E-commerce in the time of COVID; shifting trends that might be here to stay
We’re all aware that COVID has radically changed the way the world works over the past few months – both in terms of consumption and media habits. TV viewership was up internationally, and up 20% year-on-year (YoY) in the Netherlands from March to June. But as the conversation moves towards ‘the new normal’, we should be preparing for a potential shift in the longer-term, and future-proofing for a period of time in which driving online sales and getting the most out of TV activity as viewership remains high, is particularly important.
Whilst European markets vary slightly in their response to COVID and their economic conditions, the Netherlands provides a clear example of the online opportunity. Statistics Netherlands reported that in Q2 2020, there were significant differences in development between sectors. For example, the food sector grew due to at-home consumption increasing, whilst the dining sector saw significant losses. Another clear beneficiary of decreased in-person sales was the ‘internet retail’ category, which saw an impressive 55% higher Q2 sales vs. 2019.
Turnover for ‘pure’ internet sellers, with no retail presence, was up 45%, but businesses with mixed models saw online sales increase by an incredible 68%. The big players benefited significantly, Albert Heijn & Bol.com saw profits double YoY in Q2.
However, the increased move online also leaves more opportunities for newer, growing, nimble businesses that can quickly garner online sales without the heavy cost footprint of retail locations to accelerate growth. Amsterdam based online supermarket Picnic.NL, for example, saw record visits and downloads in March 2020.
Whilst e-commerce is one of the growing sectors of the current crisis, short-term increase bursts are likely to tail off and it’s important to continue to:
1. Acquire new customers effectively and cost-efficiently.
2. Broaden reach beyond online early adopters to broader target audiences.
3. Capitalise on media which offers particularly strong acquisition potential in the coming year.
4. Use the data that comes from an online response, which is more difficult to collect in traditional retail environments.
To accomplish these goals post-lockdown TV, when done right, offers significant opportunities. Focusing on the Netherlands as an example European market where life is beginning to return to the new normal.

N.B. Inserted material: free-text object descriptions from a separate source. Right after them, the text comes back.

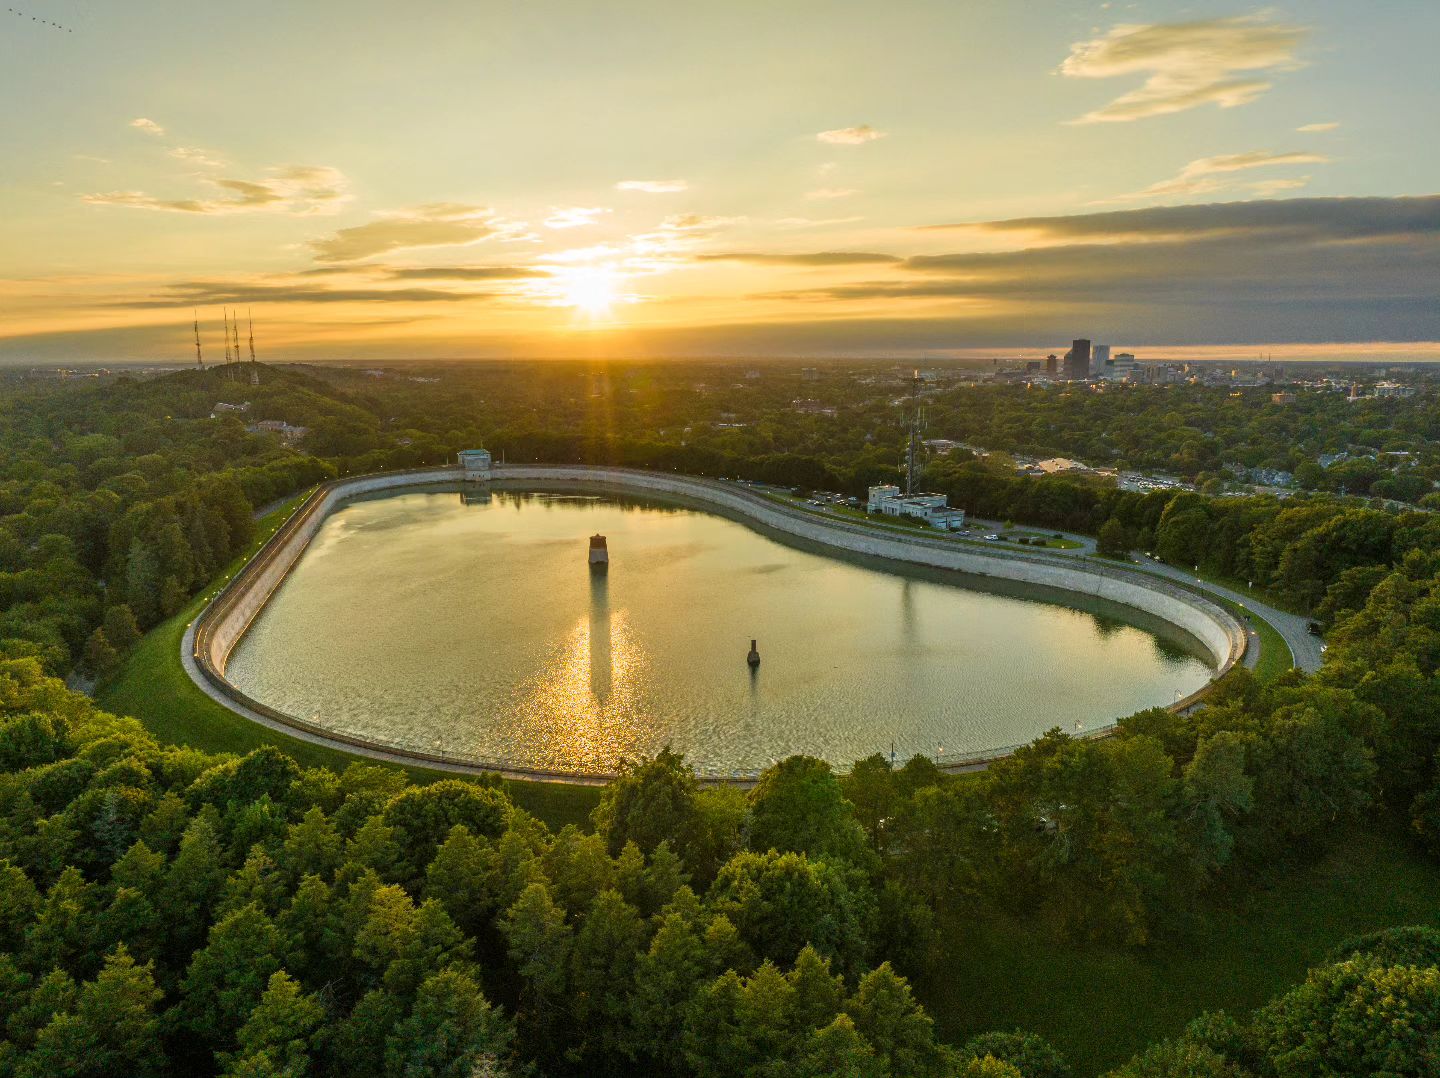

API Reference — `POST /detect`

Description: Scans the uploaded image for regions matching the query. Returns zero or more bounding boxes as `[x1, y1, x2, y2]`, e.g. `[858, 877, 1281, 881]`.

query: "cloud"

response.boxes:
[169, 146, 225, 169]
[921, 195, 1440, 243]
[543, 206, 611, 229]
[1298, 121, 1339, 133]
[1119, 150, 1329, 200]
[1060, 15, 1306, 123]
[82, 165, 348, 216]
[130, 117, 165, 136]
[384, 265, 546, 281]
[109, 280, 483, 308]
[308, 204, 503, 262]
[615, 179, 688, 193]
[805, 188, 859, 200]
[749, 196, 1440, 345]
[816, 125, 886, 145]
[775, 215, 865, 229]
[698, 251, 901, 266]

Prices on TV are lower than usual: The Netherlands operates on a fixed indices CPGRP model with most major sales-houses. The base price is either fixed or negotiated based on spend and share. Audience, level of targeting, monthly and market indices are also applied. With lower advertising demand over the past few months, market indices have remained at 0.9-1, versus 1.1-1.3 for the same period last year.
Viewership and reach opportunities are higher than usual: With lower international travel (flights to and from Amsterdam are down 93% YoY) and more people at home, TV viewership remains up YoY. Viewership on the public broadcaster increased by 15% YoY in June (after re-opening). TV, therefore, offers even stronger reach opportunities vs. usual conditions to grow reach.
Measuring success is essential: With significant increases in online sales, monitoring web response becomes even more important. Advertisers switching to a higher percentage of online sales, or growing in this period, should utilise tracking technology to attribute online sales uplift to specific TV spots. Thus, allowing them to better understand the kind of TV stations, programmes, dayparts and days of the week that can deliver them cost-efficient growth as they continue to grow.
All Response Media viewpoint
The impact of COVID long-term is uncertain and varies internationally, but ultimately by using media and measurement expertise to launch on TV to capitalise on sales growth, or better understand changing trends in TV activity, advertisers can better future-proof their businesses for the accelerated move towards online sales.